The management is contemplating replacing it with a newer and more efficient machine which costs Rs 420000 and has an estimated salvage value of Rs 20000 after its useful life of 10 years. The new machine will have a greater capacity and annual returns are expected to go up by Rs 40,000 per year. The operatinf efficiency of the new machine will also produce an expected savings of Rs 50,000 a year. The company’s tax rate 55%. A 25% investment allowance will apply if the new machine is purchased. Additionally , if the new machine is purchased, inventories will increase by Rs 50,000 receivables by Rs 25000 and payables by Rs 20000 during the life of the project. Determine the economic desirability of the purchase of the machine, assuming the cost of capital to be 12 %
b) What is meant by the term “leverage”? What are its types? With what type of risk is each leverage generally associated ? why is the increasing leverage ratio indicative of increasing risk? State the situation when there is neither a financial risk nor business risk.
Question 3
A company is considering the possibility of raising Rs 100 million, by issuing debt, preference capital, and equity and retaining earnings. The book values and the market values of the issues are as follows:
(Rs in millions)Book Value / Market Value
Ordinary Shares / 40 / 60
Preference Shares / 20 / 24
Debt / 40 / 36
100 / 120
The following costs are expected to be associated with the above mentioned issues of capital. (Assume a 30 per cent tax rate.)
i The debt is in the form of Rs 1,000 face value debenture with a 16 per cent rate of interest.
ii The 11 per cent Rs 100 face value preference shares currently sell at Rs 120 per share.
iii The firm’s ordinary share is currently selling for Rs 150. It is expected that the firm will pay a dividend of Rs 12 per share at the end of the next year, which is expected to grow at a rate of 7 per cent.
Compute the weighted average cost of capital using (i) book value weights (ii) market value weights.
Question 4
a) Mr. Sundaram is planning to retire this year. His company can pay him a lump sum retirement payment of Rs 2,00,000 or Rs 25,000 lifetime annuity-whichever he chooses. Mr. Sundaram is healthy and estimates to live for another 20 years. If his interest rate is 12 per cent, which alternative should he choose?
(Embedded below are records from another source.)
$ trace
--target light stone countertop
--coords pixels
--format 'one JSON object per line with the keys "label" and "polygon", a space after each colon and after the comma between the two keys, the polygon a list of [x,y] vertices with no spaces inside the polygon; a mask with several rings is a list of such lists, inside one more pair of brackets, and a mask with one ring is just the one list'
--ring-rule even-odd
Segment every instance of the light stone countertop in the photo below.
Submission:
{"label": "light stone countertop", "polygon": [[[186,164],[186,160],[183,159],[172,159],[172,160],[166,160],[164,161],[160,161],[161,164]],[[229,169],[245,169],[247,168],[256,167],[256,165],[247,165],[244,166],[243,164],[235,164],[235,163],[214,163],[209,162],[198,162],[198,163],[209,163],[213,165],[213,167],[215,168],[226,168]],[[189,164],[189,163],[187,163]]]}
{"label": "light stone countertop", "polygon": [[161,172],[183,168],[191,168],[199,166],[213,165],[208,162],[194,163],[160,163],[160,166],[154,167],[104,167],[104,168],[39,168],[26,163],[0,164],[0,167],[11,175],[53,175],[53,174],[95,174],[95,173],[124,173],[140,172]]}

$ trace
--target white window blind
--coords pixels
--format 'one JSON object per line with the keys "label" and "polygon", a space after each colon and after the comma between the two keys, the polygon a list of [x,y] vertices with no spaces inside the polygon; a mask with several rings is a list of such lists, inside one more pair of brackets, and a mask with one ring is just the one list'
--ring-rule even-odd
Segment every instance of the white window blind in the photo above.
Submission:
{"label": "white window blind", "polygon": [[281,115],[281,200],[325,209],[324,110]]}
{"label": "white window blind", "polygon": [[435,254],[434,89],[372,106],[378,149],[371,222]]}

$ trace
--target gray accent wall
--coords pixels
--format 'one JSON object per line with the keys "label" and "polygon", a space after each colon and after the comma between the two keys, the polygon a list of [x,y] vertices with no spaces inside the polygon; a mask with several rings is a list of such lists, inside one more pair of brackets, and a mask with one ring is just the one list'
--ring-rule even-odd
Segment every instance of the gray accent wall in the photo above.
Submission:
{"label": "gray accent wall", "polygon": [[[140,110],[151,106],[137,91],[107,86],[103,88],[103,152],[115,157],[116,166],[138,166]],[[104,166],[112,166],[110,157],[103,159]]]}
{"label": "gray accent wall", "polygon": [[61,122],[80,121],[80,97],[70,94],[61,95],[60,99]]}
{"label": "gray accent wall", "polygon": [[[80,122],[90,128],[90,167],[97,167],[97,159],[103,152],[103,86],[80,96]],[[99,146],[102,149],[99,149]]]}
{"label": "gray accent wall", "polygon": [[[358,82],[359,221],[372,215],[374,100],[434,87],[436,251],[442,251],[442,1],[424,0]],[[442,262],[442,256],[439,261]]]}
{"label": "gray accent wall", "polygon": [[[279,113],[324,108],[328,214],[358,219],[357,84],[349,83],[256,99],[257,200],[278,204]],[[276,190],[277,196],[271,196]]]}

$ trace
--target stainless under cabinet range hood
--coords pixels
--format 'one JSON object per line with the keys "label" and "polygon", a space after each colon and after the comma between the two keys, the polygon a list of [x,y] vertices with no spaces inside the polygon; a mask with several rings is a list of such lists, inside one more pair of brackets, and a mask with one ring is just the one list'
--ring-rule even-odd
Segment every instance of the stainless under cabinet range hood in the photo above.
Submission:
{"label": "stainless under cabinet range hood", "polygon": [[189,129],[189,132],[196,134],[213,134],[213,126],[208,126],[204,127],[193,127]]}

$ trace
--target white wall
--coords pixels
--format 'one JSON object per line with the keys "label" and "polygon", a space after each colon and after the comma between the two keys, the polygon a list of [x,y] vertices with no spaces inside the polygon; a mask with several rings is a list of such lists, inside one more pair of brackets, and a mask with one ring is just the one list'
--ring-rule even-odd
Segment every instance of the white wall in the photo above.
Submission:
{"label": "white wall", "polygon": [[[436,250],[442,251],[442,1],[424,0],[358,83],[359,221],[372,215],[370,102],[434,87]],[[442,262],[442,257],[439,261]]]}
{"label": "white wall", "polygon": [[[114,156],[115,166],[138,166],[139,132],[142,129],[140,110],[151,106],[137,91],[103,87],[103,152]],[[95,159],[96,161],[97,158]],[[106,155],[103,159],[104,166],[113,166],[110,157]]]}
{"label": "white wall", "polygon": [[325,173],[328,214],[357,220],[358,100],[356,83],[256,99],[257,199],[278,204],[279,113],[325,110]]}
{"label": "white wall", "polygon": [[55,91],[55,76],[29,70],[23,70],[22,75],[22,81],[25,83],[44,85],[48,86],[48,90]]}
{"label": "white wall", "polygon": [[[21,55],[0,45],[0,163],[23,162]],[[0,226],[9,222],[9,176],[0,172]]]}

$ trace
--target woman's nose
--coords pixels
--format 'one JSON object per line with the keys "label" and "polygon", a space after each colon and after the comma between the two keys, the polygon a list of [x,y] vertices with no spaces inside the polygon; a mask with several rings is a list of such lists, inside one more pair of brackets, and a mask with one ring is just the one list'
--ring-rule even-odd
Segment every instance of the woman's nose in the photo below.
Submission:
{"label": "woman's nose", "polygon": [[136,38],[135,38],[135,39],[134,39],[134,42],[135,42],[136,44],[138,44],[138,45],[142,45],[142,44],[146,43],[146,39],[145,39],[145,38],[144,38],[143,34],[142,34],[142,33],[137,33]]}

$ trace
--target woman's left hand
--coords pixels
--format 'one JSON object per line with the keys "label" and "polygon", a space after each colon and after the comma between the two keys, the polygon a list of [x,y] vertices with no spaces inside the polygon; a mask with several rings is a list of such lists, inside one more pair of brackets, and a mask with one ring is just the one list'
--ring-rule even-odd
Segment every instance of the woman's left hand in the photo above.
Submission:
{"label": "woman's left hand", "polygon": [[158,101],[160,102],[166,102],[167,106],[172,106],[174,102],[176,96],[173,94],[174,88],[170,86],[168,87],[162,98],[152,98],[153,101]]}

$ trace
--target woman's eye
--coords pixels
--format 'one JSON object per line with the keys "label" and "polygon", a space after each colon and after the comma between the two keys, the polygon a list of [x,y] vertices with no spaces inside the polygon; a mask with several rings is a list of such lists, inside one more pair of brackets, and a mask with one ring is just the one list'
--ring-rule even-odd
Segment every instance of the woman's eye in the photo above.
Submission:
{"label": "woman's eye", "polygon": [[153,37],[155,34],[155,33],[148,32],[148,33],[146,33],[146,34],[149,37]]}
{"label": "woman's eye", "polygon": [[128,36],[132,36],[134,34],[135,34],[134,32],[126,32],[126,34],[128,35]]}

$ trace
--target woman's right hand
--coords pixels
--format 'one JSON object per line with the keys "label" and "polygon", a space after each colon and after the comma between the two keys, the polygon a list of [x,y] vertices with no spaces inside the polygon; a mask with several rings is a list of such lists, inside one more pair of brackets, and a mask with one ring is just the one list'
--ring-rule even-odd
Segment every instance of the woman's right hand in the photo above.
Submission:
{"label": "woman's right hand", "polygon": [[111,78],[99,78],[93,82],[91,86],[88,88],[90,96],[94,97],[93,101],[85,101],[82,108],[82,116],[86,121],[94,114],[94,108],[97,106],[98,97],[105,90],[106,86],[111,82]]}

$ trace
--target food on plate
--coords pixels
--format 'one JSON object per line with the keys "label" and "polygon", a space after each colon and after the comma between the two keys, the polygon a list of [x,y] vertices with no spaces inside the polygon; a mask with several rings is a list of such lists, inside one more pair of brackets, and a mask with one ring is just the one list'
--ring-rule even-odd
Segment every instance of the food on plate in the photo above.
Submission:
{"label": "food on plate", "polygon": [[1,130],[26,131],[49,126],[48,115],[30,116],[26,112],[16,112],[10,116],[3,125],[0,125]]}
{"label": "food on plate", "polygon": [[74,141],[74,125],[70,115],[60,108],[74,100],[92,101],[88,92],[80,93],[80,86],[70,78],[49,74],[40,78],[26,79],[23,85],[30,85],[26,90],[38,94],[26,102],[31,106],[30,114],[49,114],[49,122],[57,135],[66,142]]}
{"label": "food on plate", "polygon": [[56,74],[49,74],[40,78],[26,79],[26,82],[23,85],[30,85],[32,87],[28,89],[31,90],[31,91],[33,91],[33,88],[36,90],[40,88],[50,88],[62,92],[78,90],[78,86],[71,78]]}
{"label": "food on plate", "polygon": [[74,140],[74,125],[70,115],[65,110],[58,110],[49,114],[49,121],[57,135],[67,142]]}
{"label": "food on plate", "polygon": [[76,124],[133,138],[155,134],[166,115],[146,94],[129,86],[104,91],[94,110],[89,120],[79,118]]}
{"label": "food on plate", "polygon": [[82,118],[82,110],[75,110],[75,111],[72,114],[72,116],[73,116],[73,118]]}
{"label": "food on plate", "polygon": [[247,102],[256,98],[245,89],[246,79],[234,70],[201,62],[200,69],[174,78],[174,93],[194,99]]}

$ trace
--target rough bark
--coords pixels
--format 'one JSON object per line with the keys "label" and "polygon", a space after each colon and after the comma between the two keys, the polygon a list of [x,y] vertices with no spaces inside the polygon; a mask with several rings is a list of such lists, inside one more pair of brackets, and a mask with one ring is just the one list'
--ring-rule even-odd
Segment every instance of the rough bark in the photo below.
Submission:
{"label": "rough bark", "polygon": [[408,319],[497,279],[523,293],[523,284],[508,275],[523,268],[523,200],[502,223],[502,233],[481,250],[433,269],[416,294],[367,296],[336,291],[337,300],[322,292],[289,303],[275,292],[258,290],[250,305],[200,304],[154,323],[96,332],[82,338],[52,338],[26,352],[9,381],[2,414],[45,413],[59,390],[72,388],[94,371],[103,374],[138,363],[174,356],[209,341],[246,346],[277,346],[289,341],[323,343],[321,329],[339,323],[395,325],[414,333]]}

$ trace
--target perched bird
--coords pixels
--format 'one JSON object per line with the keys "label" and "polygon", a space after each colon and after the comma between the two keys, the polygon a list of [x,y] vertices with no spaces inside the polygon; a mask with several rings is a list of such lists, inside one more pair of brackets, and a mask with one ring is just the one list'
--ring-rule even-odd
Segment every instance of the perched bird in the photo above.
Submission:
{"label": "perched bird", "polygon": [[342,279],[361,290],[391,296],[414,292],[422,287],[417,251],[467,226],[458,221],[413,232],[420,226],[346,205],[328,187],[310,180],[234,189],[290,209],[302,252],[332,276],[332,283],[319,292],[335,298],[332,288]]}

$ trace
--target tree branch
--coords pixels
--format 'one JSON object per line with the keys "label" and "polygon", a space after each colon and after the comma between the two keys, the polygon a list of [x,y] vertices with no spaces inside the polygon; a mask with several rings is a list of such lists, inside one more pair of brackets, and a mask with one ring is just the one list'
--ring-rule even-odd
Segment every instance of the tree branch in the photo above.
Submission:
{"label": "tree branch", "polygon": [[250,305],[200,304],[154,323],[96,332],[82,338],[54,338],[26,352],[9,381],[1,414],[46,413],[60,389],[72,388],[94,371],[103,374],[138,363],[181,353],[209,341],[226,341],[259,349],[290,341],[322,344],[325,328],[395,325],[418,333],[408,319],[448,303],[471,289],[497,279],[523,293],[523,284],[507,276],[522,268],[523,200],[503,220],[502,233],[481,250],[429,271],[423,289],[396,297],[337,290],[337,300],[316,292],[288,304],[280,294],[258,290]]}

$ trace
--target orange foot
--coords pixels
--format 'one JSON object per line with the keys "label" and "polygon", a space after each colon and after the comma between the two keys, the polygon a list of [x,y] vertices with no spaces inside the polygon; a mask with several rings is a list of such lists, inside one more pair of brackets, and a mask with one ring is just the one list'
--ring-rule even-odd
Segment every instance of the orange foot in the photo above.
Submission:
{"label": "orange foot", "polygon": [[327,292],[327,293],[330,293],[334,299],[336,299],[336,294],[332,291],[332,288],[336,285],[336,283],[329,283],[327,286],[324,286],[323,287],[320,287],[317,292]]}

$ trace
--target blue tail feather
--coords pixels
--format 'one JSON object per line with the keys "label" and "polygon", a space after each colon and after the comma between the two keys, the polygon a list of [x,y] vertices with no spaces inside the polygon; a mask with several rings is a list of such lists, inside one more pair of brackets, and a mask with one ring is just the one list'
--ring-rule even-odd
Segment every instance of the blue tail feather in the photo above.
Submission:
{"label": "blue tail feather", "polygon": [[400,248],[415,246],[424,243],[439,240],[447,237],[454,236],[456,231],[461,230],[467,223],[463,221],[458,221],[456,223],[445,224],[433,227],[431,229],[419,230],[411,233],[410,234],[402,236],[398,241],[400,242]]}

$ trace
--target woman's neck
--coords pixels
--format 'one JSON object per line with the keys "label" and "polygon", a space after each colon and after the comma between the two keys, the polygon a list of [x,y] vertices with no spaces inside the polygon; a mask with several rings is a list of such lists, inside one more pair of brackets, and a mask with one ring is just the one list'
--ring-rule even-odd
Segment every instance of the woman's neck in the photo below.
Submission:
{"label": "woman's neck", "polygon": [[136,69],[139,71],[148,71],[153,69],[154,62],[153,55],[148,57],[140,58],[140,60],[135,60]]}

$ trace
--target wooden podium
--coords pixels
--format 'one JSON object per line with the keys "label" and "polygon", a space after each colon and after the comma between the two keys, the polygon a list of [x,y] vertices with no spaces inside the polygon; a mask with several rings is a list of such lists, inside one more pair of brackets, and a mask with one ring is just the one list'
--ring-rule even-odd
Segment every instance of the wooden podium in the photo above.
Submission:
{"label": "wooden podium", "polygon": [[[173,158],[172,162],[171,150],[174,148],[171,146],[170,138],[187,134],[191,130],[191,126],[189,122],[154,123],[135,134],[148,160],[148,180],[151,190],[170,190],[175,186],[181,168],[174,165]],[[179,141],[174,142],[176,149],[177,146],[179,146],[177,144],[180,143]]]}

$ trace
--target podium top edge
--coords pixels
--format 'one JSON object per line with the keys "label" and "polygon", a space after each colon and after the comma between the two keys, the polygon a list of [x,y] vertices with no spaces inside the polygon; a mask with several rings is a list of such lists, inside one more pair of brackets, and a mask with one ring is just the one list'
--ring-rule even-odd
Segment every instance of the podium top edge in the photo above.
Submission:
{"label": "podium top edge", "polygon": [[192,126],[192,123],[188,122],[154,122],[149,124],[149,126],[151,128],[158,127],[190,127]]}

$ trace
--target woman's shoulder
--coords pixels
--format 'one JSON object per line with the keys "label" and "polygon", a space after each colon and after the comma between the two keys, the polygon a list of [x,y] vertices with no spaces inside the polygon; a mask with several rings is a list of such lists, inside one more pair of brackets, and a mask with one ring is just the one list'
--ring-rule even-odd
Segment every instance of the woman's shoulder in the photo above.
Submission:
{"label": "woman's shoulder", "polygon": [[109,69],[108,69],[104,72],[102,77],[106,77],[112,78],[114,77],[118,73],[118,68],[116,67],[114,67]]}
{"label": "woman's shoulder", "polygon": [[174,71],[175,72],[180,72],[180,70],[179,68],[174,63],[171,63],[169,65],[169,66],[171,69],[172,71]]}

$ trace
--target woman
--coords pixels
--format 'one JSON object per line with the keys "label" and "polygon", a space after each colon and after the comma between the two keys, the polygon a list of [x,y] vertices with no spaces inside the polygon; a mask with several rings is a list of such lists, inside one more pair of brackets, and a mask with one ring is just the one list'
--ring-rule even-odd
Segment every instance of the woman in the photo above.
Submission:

b) Ms. Punam is interested in a fixed annual income. She is offered three possible annuities. If she could earn 8 per cent on her money elsewhere, which of the following alternatives, if any, would she choose? Why? (i) Pay Rs 80,000 now in order to receive Rs 14,000 at the end of each year for the next 10 years. (ii) Pay Rs 1,50,000 now in order to receive 14,000 at the end of each year for the next 20 years. (iii) Pay Rs 1,20,000 now in order to receive Rs 14,000 at the end of each year for the next 15 years.